Selanjutnya Herbert Wolf menambahkan, “satu-satunya cara Israel dapat gagal ialah apabila mereka melanggar syarat-syarat perjanjian yang diikat Allah dengan mereka di gunung Sinai”.[6] Karena “pada umumnya, hukum Perjanjian Lama terdiri atas ketentuan-ketentuan kovenan yang menyatakan dan bersifat menentukan bagi kehidupan umat Ibrani (yang bersifat amat harfiah dalam Ulangan 30:15-18)”. [7] Jadi, “Tuhan telah mengambil prakarsa dan Israel menerima tanggung jawab untuk ikut serta dan taat”.[8]

Jelaslah bahwa sifat perjanjian hukum Tauat tersebut bersyarat.

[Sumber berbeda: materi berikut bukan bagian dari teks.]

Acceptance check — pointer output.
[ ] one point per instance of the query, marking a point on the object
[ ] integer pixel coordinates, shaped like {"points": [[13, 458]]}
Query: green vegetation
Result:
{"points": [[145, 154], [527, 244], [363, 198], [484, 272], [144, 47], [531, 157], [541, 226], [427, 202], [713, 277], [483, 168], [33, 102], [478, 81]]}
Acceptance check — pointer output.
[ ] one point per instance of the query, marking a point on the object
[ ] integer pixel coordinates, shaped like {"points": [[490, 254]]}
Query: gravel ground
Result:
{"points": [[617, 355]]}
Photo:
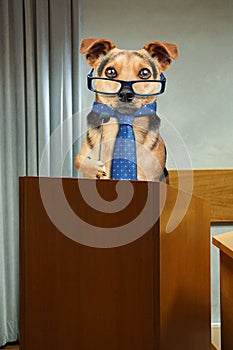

Artinya perjanjian tersebut menuntut syarat-syarat yang harus dipenuhi oleh orang Israel.[9] Yang termadiwijono ada 3 (tiga), yaitu : (1) Adanya unsur Kitab Perjanjian (keluaran 24:7), yang berisi segala firman Tuhan serta peraturan-peraturan Tuhan yang harus dipenuhi oleh umat Israel. (2) Perjanjian Sinai ini didasarkan atas persetujuan bersama, sekalipun inisiatif atau prakarsanya datang dari Tuhan sendiri (Kejadian 20:1). Apakah perjanjian ini mempunyai kekuatan atau tidak seolah-olah bergantung dari umat Israel, yaitu Israel menaati atau tidak segala peraturannya (keluaran 23:22-25). (3) Didlam perjanjian ini sering disebutkan adanya kemungkinan, bahwa Israel akan memutuskan perjanjian, umpamanya dalam Imamat 26:15 dan Ulangan 31:20.Jikalau Israel memutuskan perjanjian, Tuhan juga akan berbuat demikian (Imamat 26:44), sekalipun firman ini hanya berwujud ancaman (Bandingkan Imamat 26:25; Ulangan 29:21).[10]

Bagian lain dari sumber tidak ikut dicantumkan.